En 1937-1938 vint l’ère
des Grandes Purges par lesquelles on élimina des centaines de milliers de
soviétiques de toutes nationalités mais particulièrement encore des milliers
d’Ukrainiens. On trouve dans livre de Robert
Conquest Sanglante Moissons (R. Laffont, Coll. Bouquins, p.330) qu’à
cette époque près de 20 % de la population de l’Ukraine avait péri (et environ
un quart de sa paysannerie). On comprend que ne sachant rien de la réalité du
nazisme sur laquelle ils ne pouvaient se fier à la propagande mensongère
stalinienne, surtout après les revirements d’alliance entre Hitler et Staline,
nombre d’Ukrainiens mirent leur espoir dans l’Allemagne lorsque son armée
envahit l’U.R.S.S. en 1941. Beaucoup de ceux-là qui n’étaient pas morts dans
les affrontements de la guerre furent ensuite envoyés vers les goulags dont la
plupart ne revinrent pas. Staline entreprit alors de combler très partiellement
les immenses vides de l’extermination par le renforcement des prosoviétiques.
C’est avec Khrouchtchev que l’Ukraine survivante commença à respirer
un peu. Ce dernier transféra d’ailleurs la Crimée, terre historiquement russe,
à l’Ukraine. Dans la relative période de libéralisation que connaissait enfin
ce pays, des courants autonomistes se manifestèrent parmi les communistes
ukrainiens et différentes personnalités. Ce fut à nouveau pour beaucoup la
destination goulag.
On connaît la suite mais
il est bon de la rappeler brièvement. Dans le contexte de la chute du régime
soviétique, le parlement ukrainien élu en 1990 adopta le 16 juillet la
Déclaration sur la souveraineté politique de l’Ukraine. À la suite de quoi
l’indépendance fut proclamée le 24 août 1991 et confirmée le 1er
décembre avec le vote tout à fait libre de 90,5 % des électeurs.
La suite de l’histoire,
tout près de nous, donne naturellement matière à débats et désaccords.
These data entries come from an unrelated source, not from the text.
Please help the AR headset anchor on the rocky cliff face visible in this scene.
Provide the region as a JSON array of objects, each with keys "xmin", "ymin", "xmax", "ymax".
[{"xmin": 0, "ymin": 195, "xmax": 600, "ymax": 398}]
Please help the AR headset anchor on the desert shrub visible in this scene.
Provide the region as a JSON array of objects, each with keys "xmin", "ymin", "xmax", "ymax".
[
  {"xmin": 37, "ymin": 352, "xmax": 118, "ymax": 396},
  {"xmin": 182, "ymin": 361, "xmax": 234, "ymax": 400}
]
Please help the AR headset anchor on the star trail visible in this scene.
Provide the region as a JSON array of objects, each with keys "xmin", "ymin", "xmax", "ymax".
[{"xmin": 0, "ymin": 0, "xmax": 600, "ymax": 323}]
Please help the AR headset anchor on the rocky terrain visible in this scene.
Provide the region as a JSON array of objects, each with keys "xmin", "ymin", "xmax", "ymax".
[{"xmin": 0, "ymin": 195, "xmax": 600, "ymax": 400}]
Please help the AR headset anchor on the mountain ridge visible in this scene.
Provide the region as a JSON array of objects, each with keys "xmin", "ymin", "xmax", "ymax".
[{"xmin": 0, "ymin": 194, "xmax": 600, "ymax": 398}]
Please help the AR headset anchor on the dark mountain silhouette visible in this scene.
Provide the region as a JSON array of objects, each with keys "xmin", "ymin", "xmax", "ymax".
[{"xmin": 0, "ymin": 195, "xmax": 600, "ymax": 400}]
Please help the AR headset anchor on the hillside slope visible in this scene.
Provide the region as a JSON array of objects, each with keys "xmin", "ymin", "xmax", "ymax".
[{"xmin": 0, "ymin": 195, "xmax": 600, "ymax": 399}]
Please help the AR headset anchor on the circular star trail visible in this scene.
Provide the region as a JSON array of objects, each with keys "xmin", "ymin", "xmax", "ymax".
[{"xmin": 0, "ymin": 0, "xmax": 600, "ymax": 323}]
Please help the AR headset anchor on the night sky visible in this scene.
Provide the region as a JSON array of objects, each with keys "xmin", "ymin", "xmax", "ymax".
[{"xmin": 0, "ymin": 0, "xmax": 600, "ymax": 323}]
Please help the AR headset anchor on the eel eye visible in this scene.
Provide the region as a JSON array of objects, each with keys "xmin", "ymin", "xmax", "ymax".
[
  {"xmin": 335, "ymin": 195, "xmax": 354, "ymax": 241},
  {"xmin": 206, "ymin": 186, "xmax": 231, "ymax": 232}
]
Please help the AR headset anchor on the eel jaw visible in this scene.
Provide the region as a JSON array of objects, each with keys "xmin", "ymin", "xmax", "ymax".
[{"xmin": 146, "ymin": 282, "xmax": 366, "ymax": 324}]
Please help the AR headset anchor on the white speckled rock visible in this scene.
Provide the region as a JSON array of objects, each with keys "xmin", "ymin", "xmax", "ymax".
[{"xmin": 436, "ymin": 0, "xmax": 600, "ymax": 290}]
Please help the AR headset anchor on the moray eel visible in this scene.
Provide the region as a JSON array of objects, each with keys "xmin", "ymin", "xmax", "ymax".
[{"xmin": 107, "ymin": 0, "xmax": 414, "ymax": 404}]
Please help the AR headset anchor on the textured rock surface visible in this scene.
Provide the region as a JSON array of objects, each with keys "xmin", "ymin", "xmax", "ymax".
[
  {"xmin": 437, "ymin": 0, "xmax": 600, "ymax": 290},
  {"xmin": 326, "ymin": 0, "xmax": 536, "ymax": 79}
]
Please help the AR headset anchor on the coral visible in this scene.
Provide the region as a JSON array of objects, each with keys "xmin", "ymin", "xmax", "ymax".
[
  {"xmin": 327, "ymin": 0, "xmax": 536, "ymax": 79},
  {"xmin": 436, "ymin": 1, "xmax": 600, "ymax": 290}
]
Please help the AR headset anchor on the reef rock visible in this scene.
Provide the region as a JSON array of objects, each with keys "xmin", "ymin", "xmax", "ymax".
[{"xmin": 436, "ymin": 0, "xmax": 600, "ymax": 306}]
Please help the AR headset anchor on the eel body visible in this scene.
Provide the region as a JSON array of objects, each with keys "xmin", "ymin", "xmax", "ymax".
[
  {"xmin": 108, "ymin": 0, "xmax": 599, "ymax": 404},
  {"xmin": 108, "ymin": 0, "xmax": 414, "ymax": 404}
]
Certains
mettront en avant l’idée qu’en faisant pression sur le gouvernement ukrainien
pour le dissuader de conclure un accord d’association avec l’Union européenne,
notamment en revoyant les prix du gaz, Vladimir Poutine n’aurait fait que
pousser davantage l’Ukraine dans les bras de l’Europe de Bruxelles. D’autres,
comme nous, ne manqueront pas de constater les erreurs tragiques des politiques
américaines et européennes et même leur affligeante stupidité telle que celle
de suppression de visas, insultes inutiles.
Cela ne remet pas en
cause le fait que le peuple ukrainien, quoique souvent éclaté dans son
histoire, a développé au long des siècles une identité et une conscience
nationale cimentées par des exterminations parmi les plus monstrueuses en
proportion et en horreur que les régimes jeunes-turcs, communistes et nazi ont
infligé aux peuples que l’on sait. On ne saurait comprendre que la volonté
d’autonomie ou d’indépendance respectable en soi si elle s’exprime
démocratiquement, par exemple comme en Catalogne espagnole, s’appuie sur
l’exaltation d’un abominable passé soviétique et la glorification de Lénine et
Staline responsables avec Hitler des plus grandes hécatombes de l’histoire
européenne.
On ne saurait reprocher à
Vladimir Poutine d’où il vient. On n’aimerait pas que d’une certaine manière il
y retourne.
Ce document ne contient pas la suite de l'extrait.